TW: weight gain and loss, dieting, weight loss surgery.
2020 was the year I went wild with cosmetic things. I started using acids and whatnot on my face (good decision). I got my teeth whitened (very painful). I also had liposuction.
Why did I do it? Well, as so many people who have undergone hormonal treatments will know, the weight stacks on, and it doesn’t necessarily unstack when you stop. My weight gain started after a hormonal injection backfired and my pain spiked along with my dress size. Following that, I moved to the Depo-Provera shot, which didn’t do a whole lot for me on average (sometimes it worked brilliantly, sometimes it had no effect at all), and didn’t exactly slow my weight gain.
When I finally stopped getting the injections, the weight continued to come. I ate as well as I could, although cooking and meal prep was hard due to pain. Similarly, I was active whenever possible, but constant bouts of pain and illness made getting into a proper exercise schedule impossible. Whatever I was capable of doing, it wasn’t enough to successfully combat what the hormones were doing.
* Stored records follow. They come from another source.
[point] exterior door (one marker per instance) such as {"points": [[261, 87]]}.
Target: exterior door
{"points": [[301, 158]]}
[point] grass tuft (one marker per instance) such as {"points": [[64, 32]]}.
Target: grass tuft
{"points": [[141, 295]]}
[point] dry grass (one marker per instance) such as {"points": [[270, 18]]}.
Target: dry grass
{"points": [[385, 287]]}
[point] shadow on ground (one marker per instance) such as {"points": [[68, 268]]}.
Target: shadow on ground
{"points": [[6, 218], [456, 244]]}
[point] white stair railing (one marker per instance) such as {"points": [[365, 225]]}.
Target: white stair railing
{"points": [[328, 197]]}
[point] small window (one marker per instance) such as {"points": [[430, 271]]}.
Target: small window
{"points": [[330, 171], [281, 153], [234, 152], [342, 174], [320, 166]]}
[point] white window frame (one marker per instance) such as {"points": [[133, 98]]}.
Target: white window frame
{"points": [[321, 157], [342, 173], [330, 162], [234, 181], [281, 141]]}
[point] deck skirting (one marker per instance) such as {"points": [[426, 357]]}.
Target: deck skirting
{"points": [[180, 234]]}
It was as if my body thought some Frostpunk-style winter apocalypse was incoming, and it needed to shore up my fat reserves to ensure that I survived the coming terrors. Had that been the case, I’m sure I would have been appreciative. As this is pre-apocalypse Australia, I was not.
I want to be clear about a couple of things here. First, I support people having plastic surgery for any reason they want (leaving aside the issue of Bond villains trying to destroy the world). Second, I am not anti-fat. Third, I am pro body positivity.
With that in mind, let me explain why I chose surgery when it became clear that the normal methods were not working.
I don’t see my scars or my extra weight or my hormonal acne as a badge of courage or a testament to what I have been through. I’m not saying others can’t – whatever empowers you, friend – but I don’t. I would be just as brave and strong without them. Instead, they are visual reminders of the daily impacts endometriosis has had on my life. It has taken my freedom to be spontaneous and do things I love, my ability to live pain-free, and negatively impacted my career. With the weight gain, it meant I couldn’t wear the clothes I owned and loved. It took away a body that was familiar, and that I liked the shape of, and gave me a body that was strange and uncomfortable. I didn’t enjoy the sensation of my thighs rubbing together when I walked, or my tummy rolling when I sat down. I felt heavy, physically and emotionally. When I opened the wardrobe and could only wear a fraction of what was in it, I felt hopeless. When I looked in the mirror, I saw endometriosis looking back at me.
I love women in all their bodies. I don’t think beauty is determined by size or shape, and I don’t think beauty is the most important thing. But I didn’t love my body that way, and I didn’t feel beautiful. I felt sick – not because of the fat, but because of the endo.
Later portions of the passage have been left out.